Last year, the European Parliament passed legislation allowing member states to detain illegal migrants for up to 18 months under certain conditions. The law also sets out the conditions under which illegal immigrants can be deported from the EU.

Yiota Masouridou, from the Greek Group of Lawyers for the Rights of Refugees and Migrants, said Greece’s tough new laws are intended in part to pressure other EU countries to give more assistance to Greece and other frontline European countries.

“It is a reality that this is a country on the border of the EU, and as in Italy and Malta, they face a tremendous problem,” she said. “Now the attempt is to penalize migrants. I think this is to try to bargain on a European Union level.”

Currently, most illegal migrants are detained at Greece’s borders and held for three months before being released with an order to leave the country within one month. But few actually leave and most end up living in a state of illegality, subject to repeated cycles of arrest and release.

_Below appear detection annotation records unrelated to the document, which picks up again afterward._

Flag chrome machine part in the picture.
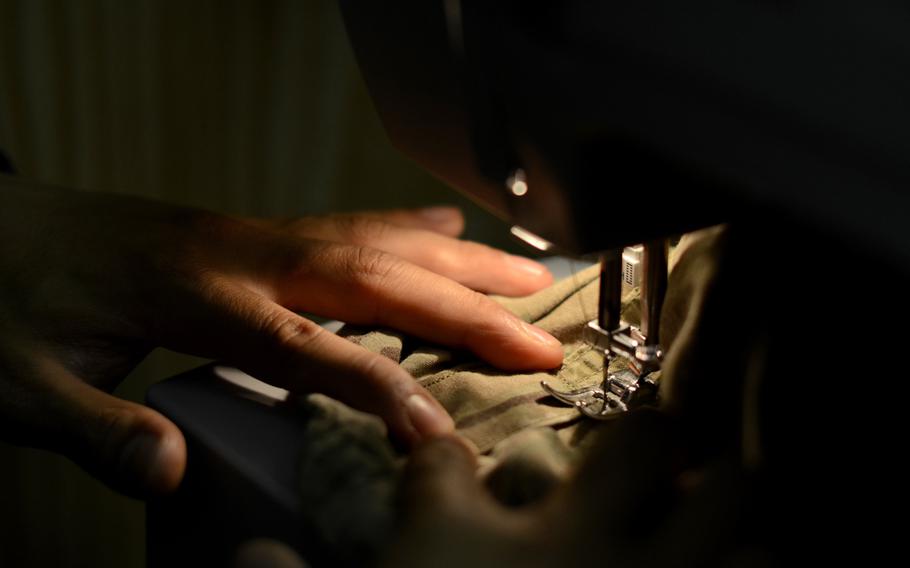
[541,240,668,420]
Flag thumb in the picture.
[62,380,186,496]
[401,435,488,517]
[0,350,186,496]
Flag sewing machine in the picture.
[149,0,910,566]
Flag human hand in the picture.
[0,177,562,493]
[385,411,745,567]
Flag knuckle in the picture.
[334,215,389,245]
[343,246,401,288]
[262,312,325,361]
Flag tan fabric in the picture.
[341,266,639,452]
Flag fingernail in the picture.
[120,433,164,489]
[521,322,562,347]
[405,393,455,437]
[419,206,458,223]
[506,254,547,276]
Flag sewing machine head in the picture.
[342,0,728,418]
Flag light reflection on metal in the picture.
[509,225,553,252]
[506,168,528,197]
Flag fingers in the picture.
[0,342,186,496]
[257,206,464,242]
[249,207,553,296]
[272,244,563,370]
[333,218,553,296]
[183,283,454,444]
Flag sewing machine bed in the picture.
[146,257,589,568]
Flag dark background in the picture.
[0,0,515,567]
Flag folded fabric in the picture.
[340,266,639,452]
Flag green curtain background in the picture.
[0,0,515,567]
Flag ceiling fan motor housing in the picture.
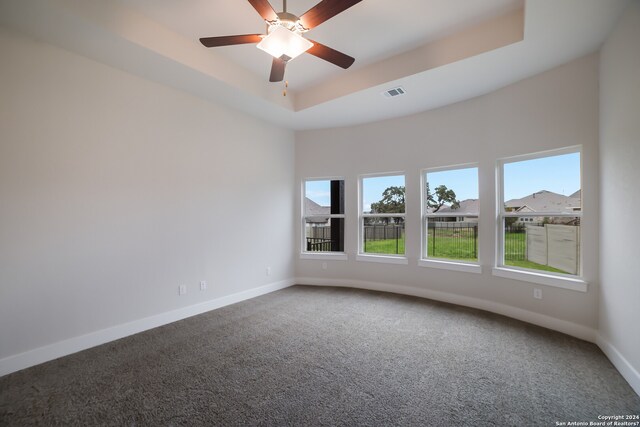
[267,12,309,34]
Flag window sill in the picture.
[418,259,482,274]
[493,267,589,292]
[356,254,409,265]
[300,252,348,261]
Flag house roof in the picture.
[505,190,581,212]
[428,199,480,216]
[304,197,331,222]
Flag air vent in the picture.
[382,86,406,98]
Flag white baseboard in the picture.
[296,277,596,343]
[0,279,295,376]
[596,334,640,396]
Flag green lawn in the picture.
[364,237,404,255]
[427,228,478,261]
[364,230,568,274]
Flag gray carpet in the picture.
[0,286,640,426]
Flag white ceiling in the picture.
[0,0,628,129]
[121,0,522,90]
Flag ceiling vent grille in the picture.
[382,86,407,98]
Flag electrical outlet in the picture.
[533,288,542,299]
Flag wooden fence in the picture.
[527,224,580,274]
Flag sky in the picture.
[305,153,580,212]
[504,153,580,202]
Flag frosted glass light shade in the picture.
[257,26,313,61]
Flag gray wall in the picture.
[296,55,599,332]
[0,26,294,360]
[600,0,640,393]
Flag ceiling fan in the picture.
[200,0,362,82]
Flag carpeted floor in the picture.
[0,286,640,426]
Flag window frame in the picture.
[356,171,409,264]
[492,145,588,292]
[300,176,348,261]
[418,162,482,273]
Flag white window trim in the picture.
[492,266,589,292]
[300,252,349,261]
[492,145,589,292]
[356,253,409,265]
[418,258,482,274]
[418,163,482,273]
[300,176,348,261]
[356,171,409,265]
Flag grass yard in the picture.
[364,229,569,274]
[364,236,404,255]
[427,228,478,261]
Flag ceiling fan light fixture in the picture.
[257,25,313,61]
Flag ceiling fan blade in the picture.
[307,40,355,70]
[269,58,287,82]
[249,0,278,21]
[300,0,362,29]
[200,34,262,47]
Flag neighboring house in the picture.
[304,197,331,227]
[429,199,480,222]
[505,190,582,224]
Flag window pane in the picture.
[424,168,479,216]
[302,180,344,252]
[426,216,478,262]
[304,217,344,252]
[304,180,344,216]
[503,153,582,213]
[362,217,404,255]
[422,167,479,262]
[362,175,405,213]
[504,216,580,275]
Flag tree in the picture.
[371,185,405,223]
[427,182,460,213]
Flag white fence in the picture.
[527,224,580,274]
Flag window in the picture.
[498,147,582,278]
[302,179,344,253]
[422,166,479,263]
[360,175,405,256]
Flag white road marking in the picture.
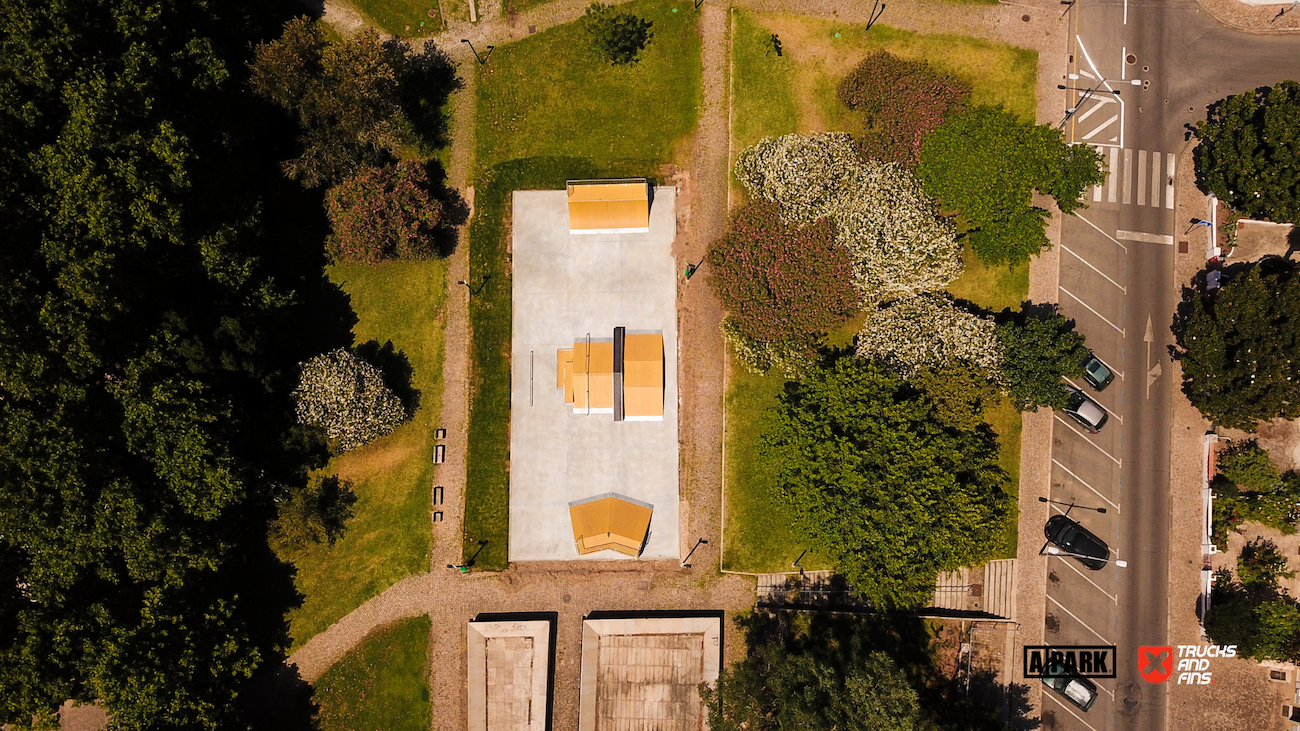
[1061,243,1128,294]
[1043,693,1097,731]
[1052,551,1119,606]
[1074,210,1128,254]
[1052,457,1121,512]
[1151,152,1173,208]
[1048,594,1110,645]
[1115,229,1174,246]
[1165,152,1174,209]
[1106,147,1119,203]
[1057,286,1125,336]
[1138,150,1147,206]
[1083,113,1119,142]
[1057,414,1125,467]
[1125,150,1134,206]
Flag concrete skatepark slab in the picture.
[510,187,681,561]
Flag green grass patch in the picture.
[476,0,702,169]
[312,615,433,731]
[289,260,447,646]
[352,0,444,38]
[464,0,701,570]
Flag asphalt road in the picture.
[1043,0,1300,731]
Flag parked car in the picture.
[1065,386,1110,434]
[1043,515,1110,571]
[1083,351,1115,392]
[1043,662,1097,710]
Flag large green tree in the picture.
[919,107,1105,264]
[0,0,350,730]
[1196,81,1300,222]
[1174,263,1300,432]
[766,356,1010,609]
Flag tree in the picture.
[857,294,1002,380]
[325,160,442,264]
[918,107,1105,264]
[580,3,654,65]
[736,133,962,302]
[250,17,411,187]
[997,303,1088,411]
[839,51,971,168]
[764,356,1010,609]
[709,203,858,346]
[1174,264,1300,432]
[294,347,407,453]
[1196,81,1300,222]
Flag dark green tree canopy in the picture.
[579,3,654,65]
[766,356,1010,609]
[997,303,1088,411]
[1174,261,1300,432]
[1196,81,1300,222]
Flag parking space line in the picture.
[1043,693,1097,731]
[1052,457,1119,514]
[1052,551,1119,606]
[1047,594,1112,645]
[1057,286,1125,337]
[1060,243,1128,294]
[1057,415,1125,467]
[1074,210,1128,254]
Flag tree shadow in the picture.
[356,339,420,418]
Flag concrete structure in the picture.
[579,617,722,731]
[465,620,551,731]
[510,187,681,561]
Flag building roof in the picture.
[566,178,650,233]
[569,493,654,555]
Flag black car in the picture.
[1043,515,1110,571]
[1083,352,1115,392]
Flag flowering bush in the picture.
[839,51,971,168]
[709,203,858,343]
[294,347,407,451]
[858,294,1001,380]
[736,133,963,300]
[325,161,442,264]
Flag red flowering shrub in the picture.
[709,203,858,343]
[840,51,971,168]
[325,161,442,264]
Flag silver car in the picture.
[1065,386,1110,434]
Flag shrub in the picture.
[580,3,654,64]
[858,294,1001,379]
[919,107,1105,264]
[839,51,971,168]
[294,347,407,451]
[325,161,442,264]
[709,203,858,343]
[736,133,962,300]
[1236,538,1296,589]
[268,476,356,561]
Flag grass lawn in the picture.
[465,0,699,570]
[352,0,444,38]
[289,260,447,646]
[312,615,433,731]
[724,12,1037,572]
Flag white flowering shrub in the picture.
[723,317,813,380]
[736,133,963,302]
[858,294,1001,380]
[294,347,407,451]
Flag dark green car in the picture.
[1083,352,1115,392]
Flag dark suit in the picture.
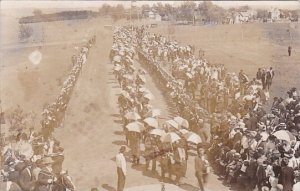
[195,156,206,191]
[18,167,35,191]
[279,166,294,191]
[35,167,54,191]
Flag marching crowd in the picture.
[1,36,96,191]
[111,27,209,191]
[111,24,300,191]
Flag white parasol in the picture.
[126,121,145,133]
[161,132,181,143]
[125,112,141,120]
[166,119,179,129]
[273,130,296,142]
[144,117,158,128]
[150,129,166,137]
[174,116,189,128]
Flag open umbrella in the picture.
[161,132,181,143]
[113,55,121,62]
[166,119,179,129]
[260,131,269,141]
[146,109,161,117]
[125,112,141,120]
[273,130,296,142]
[139,87,150,93]
[114,64,122,71]
[144,117,158,128]
[138,74,146,83]
[150,129,166,137]
[144,93,154,100]
[121,90,131,99]
[126,121,145,133]
[183,132,202,144]
[174,116,189,128]
[123,74,133,80]
[179,129,190,135]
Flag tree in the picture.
[111,4,125,21]
[198,1,226,22]
[176,1,197,21]
[257,9,269,19]
[32,9,43,16]
[7,105,29,135]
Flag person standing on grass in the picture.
[116,146,126,191]
[288,46,292,56]
[195,148,208,191]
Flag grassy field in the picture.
[151,23,300,106]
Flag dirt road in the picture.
[52,22,230,190]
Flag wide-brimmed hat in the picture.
[120,145,126,153]
[41,157,54,164]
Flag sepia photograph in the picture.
[0,0,300,191]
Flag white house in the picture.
[234,12,251,23]
[269,8,280,22]
[155,14,161,21]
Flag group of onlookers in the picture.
[110,27,209,190]
[133,25,300,191]
[0,36,95,191]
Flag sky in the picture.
[1,0,300,9]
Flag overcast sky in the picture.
[1,0,300,9]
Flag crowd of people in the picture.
[111,27,209,191]
[112,25,300,191]
[1,36,96,191]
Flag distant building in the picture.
[269,8,280,22]
[233,10,257,23]
[155,14,162,21]
[234,12,251,24]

Greek police have stepped up raids against illegal migrants living in Athens, but are often forced to release those they arrest because they lack the facilities to hold them and struggle to deport them to their country of origin.

Human rights groups say there are no accurate statistics tracking the number of migrants and asylum seekers in detention, but in 2008 the French NGO Cimade documented 235 camps in the European Union with a capacity of more than 30,000 people.